Une monnaie délabrée

L'incertitude de la situation politique et militaire ne manque pas de se répercuter sur la monnaie nationale, le yuan ou dollar chinois, étant entendu qu'il n'est question ici que des émissions générales de la Banque centrale de Chine, et non de ses émissions spéciales ou de celles des différentes banques créées dans les régions sous contrôle communiste. De vigoureuse, l'inflation devient galopante. L'évolution du cours du dollar US en constitue l'indicateur le plus commode.

De mars 1946 à février 1947, le cours officiel du dollar US passe de 2.020 à 12.000 yuan. A partir du 17 août 1947, ce cours officiel n'est plus retenu que pour quelques importations, tandis qu'est créé un marché ouvert, dont le cours est valable pour la plupart des transactions. Le dollar US y grimpe à 90.000 yuan tandis que le cours du marché libre atteint 145.000 yuan pour un dollar US à la même date. Enfin les cours au 18 août 1948 donnent toute la mesure du délabrement de la monnaie chinoise à la veille de sa réforme: 8.287.000 yuan pour un dollar US sur le marché ouvert, 12.000.000 yuan sur le marché libre, mais «seulement» 20.000 yuan au cours officiel.

Ce dernier explique sans doute pourquoi, en dépit de la dépréciation croissante de sa monnaie à l'extérieur, le gouvernement nationaliste n'ait pas émis de coupures d'une valeur faciale supérieure à 10.000 yuan. Encore ces émissions sont-elles massives, puisqu'au moins trois imprimeries chinoises et deux étrangères (l'américaine Security Banknote Company et l'anglaise Thomas De La Rue) produisent ce nominal en au moins huit types différents jusque dans leurs formats. Il n'est pas possible de d'avancer ici une chronologie ou une géographie de leur émission, mais il est permis de supposer qu'ils n'ont pas tous circulé simultanément et sur toute l'étendue du territoire sous contrôle nationaliste.
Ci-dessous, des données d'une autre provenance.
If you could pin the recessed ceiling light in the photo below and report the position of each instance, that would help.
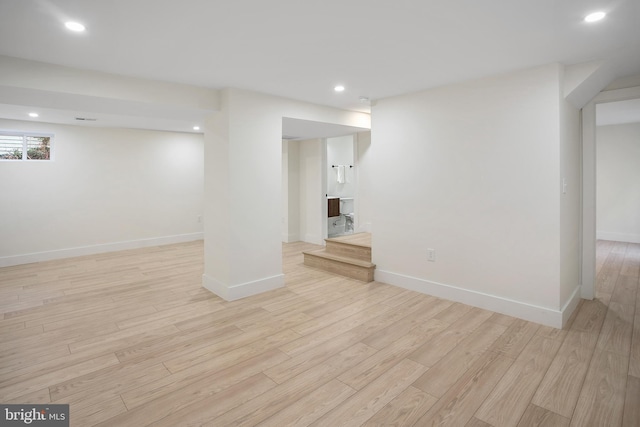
(74, 26)
(594, 17)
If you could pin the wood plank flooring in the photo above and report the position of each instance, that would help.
(132, 339)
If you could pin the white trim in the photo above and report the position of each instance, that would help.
(589, 183)
(243, 290)
(543, 315)
(618, 237)
(571, 305)
(9, 261)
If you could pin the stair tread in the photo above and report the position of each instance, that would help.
(347, 260)
(362, 240)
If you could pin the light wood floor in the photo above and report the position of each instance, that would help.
(131, 339)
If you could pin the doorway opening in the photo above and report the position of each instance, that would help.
(589, 179)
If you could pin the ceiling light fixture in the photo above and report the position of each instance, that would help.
(594, 17)
(74, 26)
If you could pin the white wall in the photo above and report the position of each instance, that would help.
(569, 181)
(290, 191)
(618, 182)
(472, 171)
(365, 176)
(340, 152)
(106, 189)
(243, 185)
(311, 191)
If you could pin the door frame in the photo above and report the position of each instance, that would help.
(589, 153)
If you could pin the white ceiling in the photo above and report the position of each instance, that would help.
(617, 113)
(297, 129)
(301, 50)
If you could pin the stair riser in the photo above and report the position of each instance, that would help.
(355, 272)
(352, 251)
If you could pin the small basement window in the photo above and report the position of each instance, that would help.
(25, 146)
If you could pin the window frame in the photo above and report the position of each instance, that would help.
(25, 135)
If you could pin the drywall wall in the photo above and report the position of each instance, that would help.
(472, 171)
(106, 189)
(569, 183)
(365, 190)
(618, 182)
(340, 152)
(243, 183)
(290, 191)
(310, 191)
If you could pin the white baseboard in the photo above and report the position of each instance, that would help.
(232, 293)
(9, 261)
(618, 237)
(288, 238)
(532, 313)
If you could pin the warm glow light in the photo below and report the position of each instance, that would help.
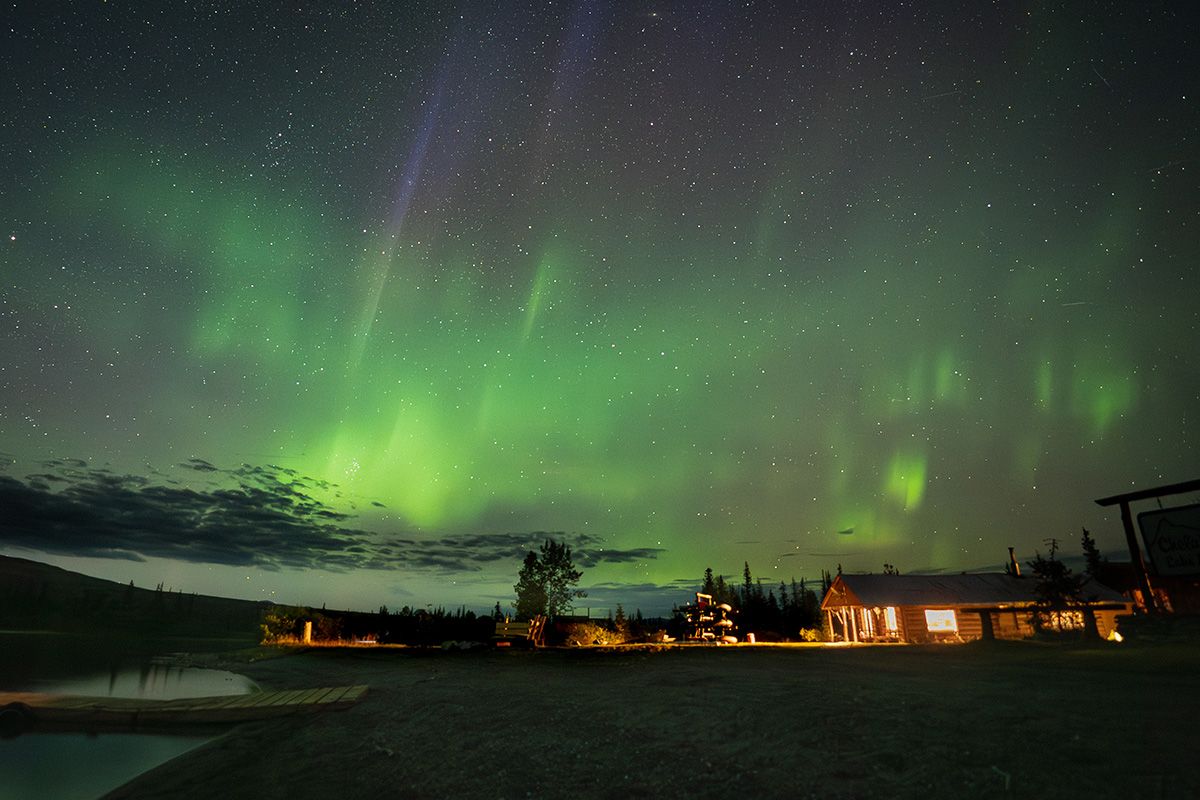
(941, 620)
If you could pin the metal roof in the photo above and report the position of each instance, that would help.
(977, 589)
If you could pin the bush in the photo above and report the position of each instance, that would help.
(586, 635)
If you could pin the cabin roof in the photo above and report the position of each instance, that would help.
(976, 589)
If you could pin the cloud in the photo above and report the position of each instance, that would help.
(261, 516)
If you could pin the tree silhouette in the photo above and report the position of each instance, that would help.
(1057, 588)
(546, 582)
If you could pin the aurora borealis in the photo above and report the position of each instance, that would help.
(696, 283)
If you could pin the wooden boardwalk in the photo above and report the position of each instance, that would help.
(39, 711)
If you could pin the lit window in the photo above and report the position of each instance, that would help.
(941, 621)
(868, 623)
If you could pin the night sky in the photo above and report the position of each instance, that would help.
(346, 305)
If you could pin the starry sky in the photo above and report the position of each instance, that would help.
(348, 304)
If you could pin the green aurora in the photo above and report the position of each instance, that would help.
(835, 316)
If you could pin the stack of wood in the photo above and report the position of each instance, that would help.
(529, 632)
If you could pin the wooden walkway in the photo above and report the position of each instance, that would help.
(39, 711)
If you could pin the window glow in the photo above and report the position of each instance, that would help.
(868, 623)
(941, 621)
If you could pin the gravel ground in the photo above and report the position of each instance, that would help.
(999, 720)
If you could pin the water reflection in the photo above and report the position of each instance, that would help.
(153, 681)
(77, 765)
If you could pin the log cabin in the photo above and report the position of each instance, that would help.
(922, 608)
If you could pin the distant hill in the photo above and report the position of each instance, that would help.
(40, 596)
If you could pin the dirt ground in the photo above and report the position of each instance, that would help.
(996, 720)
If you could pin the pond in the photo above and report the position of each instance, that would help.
(78, 765)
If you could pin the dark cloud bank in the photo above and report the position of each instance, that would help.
(264, 517)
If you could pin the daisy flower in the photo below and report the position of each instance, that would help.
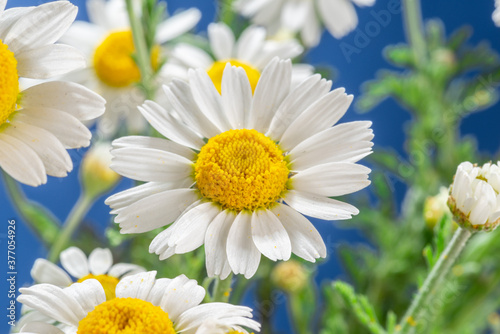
(143, 304)
(474, 196)
(251, 51)
(108, 45)
(38, 124)
(304, 16)
(496, 13)
(233, 160)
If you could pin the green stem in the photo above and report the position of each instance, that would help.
(41, 221)
(74, 219)
(222, 289)
(434, 280)
(142, 53)
(412, 18)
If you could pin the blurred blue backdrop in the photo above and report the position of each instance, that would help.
(59, 195)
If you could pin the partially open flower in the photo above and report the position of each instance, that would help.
(474, 196)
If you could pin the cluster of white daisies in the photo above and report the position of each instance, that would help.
(250, 144)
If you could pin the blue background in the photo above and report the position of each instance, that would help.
(59, 195)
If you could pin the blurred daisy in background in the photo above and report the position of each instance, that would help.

Faire du neuf avec du vieux

Deux indices permettent de supposer que le principe d'une réforme monétaire a dû être retenu assez à l'avance par le gouvernement nationaliste. Un billet de 50.000 yuan encore daté 1947 et imprimé aux Etats-Unis n'a pas été mis en circulation, et bien que la réforme n'ait lieu qu'à l'été 1948, seule une émission de yuan à usage régional porte encore cette date.

La réforme intervient le 19 août 1948, avec la création d'une nouvelle unité monétaire, le gold yuan ou dollar-or, divisé en 100 cents et valant 3 millions de yuan anciens, le cours de change étant fixé à 4,05 gold yuan pour un dollar US, ce qui équivaut à officialiser le cours de l'ancien yuan sur le marché libre.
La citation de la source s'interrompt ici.